The allowance for loan losses was $53.6 million at September 30, 2013, an increase of  $586,000 from the prior quarter levels. The Company's allowance for loan losses was 1.18% and  1.17% of total loans at September 30, 2013 and June 30, 2013, respectively.  Christopher Oddleifson - Chief Executive Officer, Denis Sheahan - Chief Operating Officer,  and Robert Cozzone - Chief Financial Officer will host a conference call to discuss third quarter  earnings at 10:00 a.m. Eastern Time on Friday, October 18, 2013. Internet access to the call is  available on the Company's website at www.RocklandTrust.com or via telephonic access by dial-in at  1-888-317-6016 reference: INDB. A replay of the call will be available by calling 1-877-344-7529. Replay Pass code: 10034289. The webcast replay will be available until October 18, 2014.

Rockland Trust is a full-service commercial bank headquartered in Massachusetts with $5.9  billion in assets. The sole bank subsidiary of Independent Bank Corp., Rockland Trust provides a  wide range of consumer, business, investment, and insurance products and services. Named a  Boston Globe "Best Place to Work" for four consecutive years and one of America's "Best Banks" by  Forbes for three consecutive years, Rockland Trust's network consists of 75 retail branches, 10  commercial lending offices, four investment management, and three residential lending centers  throughout Eastern Massachusetts and Rhode Island. To find out why Rockland Trust is the bank  "Where Each Relationship Matters®", please visit www.RocklandTrust.com. Member FDIC. Equal  Housing Lender.

This press release contains certain "forward-looking statements" with respect to the financial condition, results of operations and business of the Company. Actual results may differ from those contemplated by these statements. The Company wishes to caution readers not to place undue reliance on any forward-looking statements. The Company disclaims any intent or obligation to update publicly any such forward-looking statements, whether in response to new information, future events or otherwise.
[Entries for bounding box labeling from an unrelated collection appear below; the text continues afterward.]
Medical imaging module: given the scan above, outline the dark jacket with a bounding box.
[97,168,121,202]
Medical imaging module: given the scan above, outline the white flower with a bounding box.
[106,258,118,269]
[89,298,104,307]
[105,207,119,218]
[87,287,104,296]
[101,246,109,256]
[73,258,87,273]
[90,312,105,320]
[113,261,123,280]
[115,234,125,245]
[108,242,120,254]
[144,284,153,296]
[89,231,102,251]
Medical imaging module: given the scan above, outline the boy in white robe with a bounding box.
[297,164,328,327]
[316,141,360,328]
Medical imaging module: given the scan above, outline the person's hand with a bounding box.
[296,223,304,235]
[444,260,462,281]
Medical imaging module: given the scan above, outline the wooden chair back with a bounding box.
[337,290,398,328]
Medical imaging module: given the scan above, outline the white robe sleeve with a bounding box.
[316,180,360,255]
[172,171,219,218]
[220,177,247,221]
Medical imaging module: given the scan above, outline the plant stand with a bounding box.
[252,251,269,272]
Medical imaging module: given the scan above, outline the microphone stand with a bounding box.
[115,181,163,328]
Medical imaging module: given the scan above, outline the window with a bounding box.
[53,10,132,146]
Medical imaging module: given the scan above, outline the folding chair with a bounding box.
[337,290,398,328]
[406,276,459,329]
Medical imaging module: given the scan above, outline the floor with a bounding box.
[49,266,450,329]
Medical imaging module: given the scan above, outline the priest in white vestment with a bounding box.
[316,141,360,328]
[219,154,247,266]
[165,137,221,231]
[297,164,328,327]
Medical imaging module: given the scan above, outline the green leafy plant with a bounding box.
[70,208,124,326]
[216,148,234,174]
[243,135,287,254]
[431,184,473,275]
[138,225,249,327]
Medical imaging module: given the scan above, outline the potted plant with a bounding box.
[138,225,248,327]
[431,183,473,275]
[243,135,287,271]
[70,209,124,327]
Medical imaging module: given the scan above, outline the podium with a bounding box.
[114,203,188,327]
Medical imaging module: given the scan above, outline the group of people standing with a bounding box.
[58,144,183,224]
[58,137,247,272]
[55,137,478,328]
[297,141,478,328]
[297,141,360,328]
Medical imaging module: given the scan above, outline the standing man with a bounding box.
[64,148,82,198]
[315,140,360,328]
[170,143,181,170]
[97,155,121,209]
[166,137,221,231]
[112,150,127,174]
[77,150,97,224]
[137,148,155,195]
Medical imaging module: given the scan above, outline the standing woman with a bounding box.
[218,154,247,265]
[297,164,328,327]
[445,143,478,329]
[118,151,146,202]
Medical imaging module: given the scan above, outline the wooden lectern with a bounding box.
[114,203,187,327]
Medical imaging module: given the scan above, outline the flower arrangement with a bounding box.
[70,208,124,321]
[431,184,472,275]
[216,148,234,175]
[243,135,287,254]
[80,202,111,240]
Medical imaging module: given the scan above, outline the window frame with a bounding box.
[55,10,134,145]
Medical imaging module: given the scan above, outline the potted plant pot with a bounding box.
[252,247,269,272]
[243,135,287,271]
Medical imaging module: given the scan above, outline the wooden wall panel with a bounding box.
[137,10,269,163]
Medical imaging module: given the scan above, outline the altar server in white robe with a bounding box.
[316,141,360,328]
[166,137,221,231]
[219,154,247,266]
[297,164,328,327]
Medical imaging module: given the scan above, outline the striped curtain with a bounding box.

This press release contains financial information determined by methods other than in accordance with accounting principles generally accepted in the United States of America ("GAAP"). Operating earnings, which is a non-GAAP financial measure, excludes gain or loss due to items that management believes are unrelated to its core banking business and will not have a material financial impact on operating results in future periods, such as gains or losses on the sales of securities, merger and acquisition expenses, and other items. The Company's management uses operating earnings to measure the strength of the Company's core banking business and to identify trends that may to some extent be obscured by such gains or losses. The Company has included information on operating earnings because management believes that investors may find it useful to have access to the same analytical tool used by management and may also find that it facilitates the comparison of the Company to other companies in the financial services industry. Non-GAAP operating earnings should not be viewed as a substitute for operating results determined in accordance with GAAP. An item which management deems to be non-core and excludes when computing non-GAAP operating earnings can be of substantial importance to the Company's results for any particular quarter or year. The Company's non-GAAP operating earnings are not necessarily comparable to non-GAAP performance measures which may be presented by other companies.